The challenge is SRT to the prostate bed is generally more successful at lower PSAs so waiting to get multiple PSA tests over time to determine doubling and velocity times is contrary to possible success if the recurrence is limited to the prostate bed. Same for imaging, higher PSA increases visibility of recurrence but then it may have spread to pelvic lymph nodes, organs or bones.
At PSA 0.2, I don't think a CT scan or bone scan will anything yet. A PSMA pet scan may be the best bet first. There are several US trials offering these, or you can go to Germany and have one done first.
With a low PSA you have the luxury of TIME to do some experiments before using "sledgehammers on tacks". His heart problems could be electrolyte imbalances - eliminate that possible cause. Do whatever you can to tighten down his diet to more raw foods and eliminate sugar and stuff in packets or bottles. Diet alone may give him many more years.
When a good diet needs an assist, use Sodium Ascorbate via IV. That can buy a few more years. After that, start looking at "the heavy stuff" that does permanent damage and there is then no turning back. Good luck!
Some supplements I take for a-fib: magnesium citrate, L-Arginine, Co-Q10, L-Taurine. I am also on prescription meds.

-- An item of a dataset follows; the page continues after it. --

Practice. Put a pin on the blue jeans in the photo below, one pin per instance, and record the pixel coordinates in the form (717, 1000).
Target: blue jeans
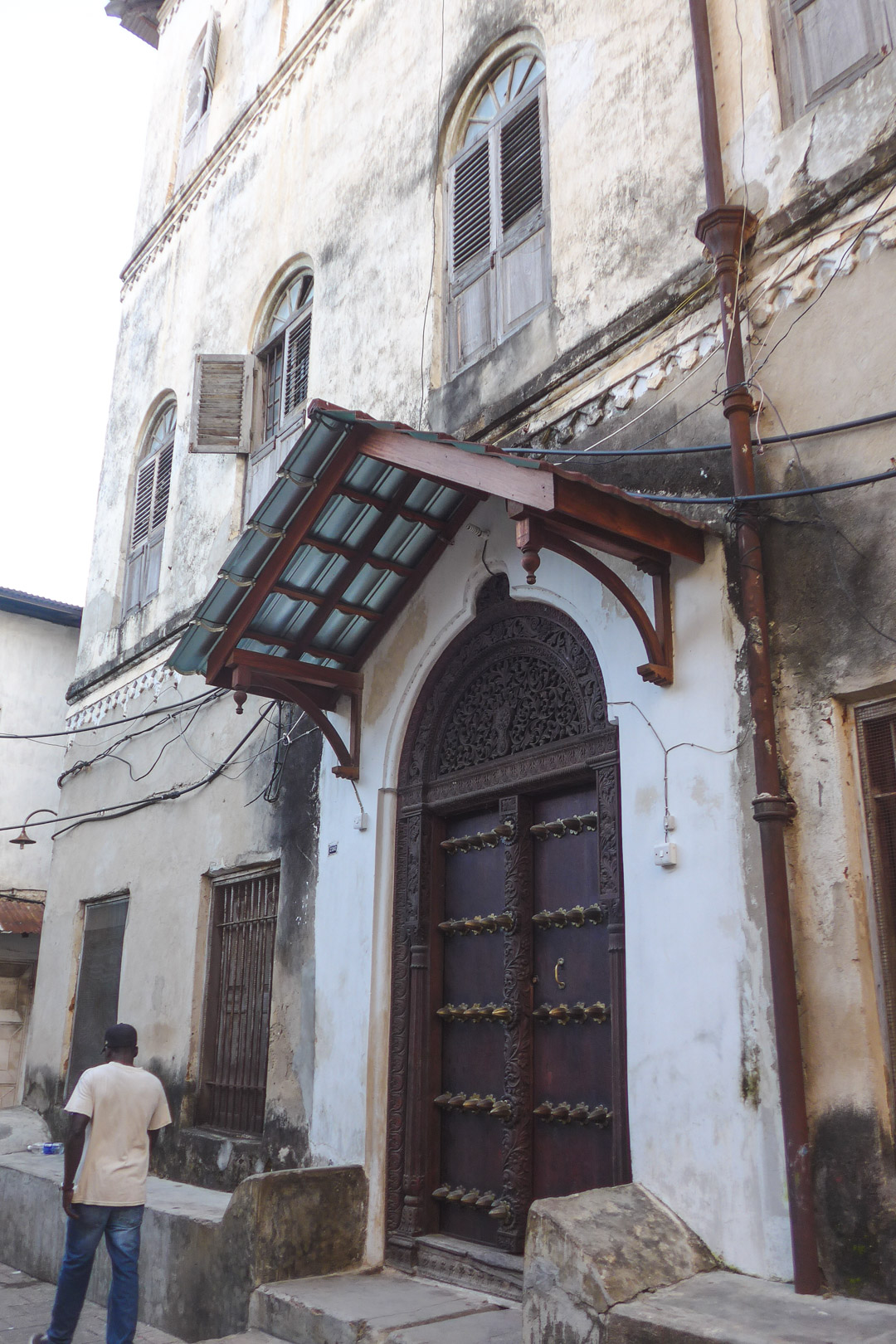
(82, 1238)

The purpose of the CT scan that is being done as part of the radiation planning is not to look for mets but to map the anatomy so that the radiation field intensities can be planned optimally. This is part of conformal IMRT procedures and provides the best information for positioning and planning the radiation for best possible results. They will also likely do a "cone-beam" CT scan at the start of each treatment to exactly position you for each treatment.
I agree that a discussion of adding pelvic lymph nodes to the planned radiation fields should be carefully considered, as that may be a risk area for future recurrence.
Note: I am going through such radiation treatment right now to pelvic lymph nodes. As that is where my recurrence appeared 12 years after RP and prostate bed "salvage" radiation treatment. The current RT technology is so much more advanced now than just 12 years ago at the same institution. I am very happy to have this approach at this time. Best wishes for you!
I've had 39 treatments (8 weeks, 5 days a week minus 1 day). I did NOT have any side effects during the actual "FRYING". However years later it was discovered that my left urinary tract had become scarred/constricted and required many "in and out stents" for my kidney and urine. BTW the in and out of the stents were "a walk in the park". No Pain or discomfort. Rad was done at Memorial Sloan Kettering cancer center in NYC.
Just be wary of the damage that Rad can do (even if it's silent).
P.S. Ask the radiologist for:
SpaceOAR hydrogel is an option for men who undergo radiation treatment for prostate cancer. It acts as a spacer providing space between the rectum and the prostate, making it much less likely that the rectum is exposed to radiation. It is injected into place prior to the start of radiation treatment.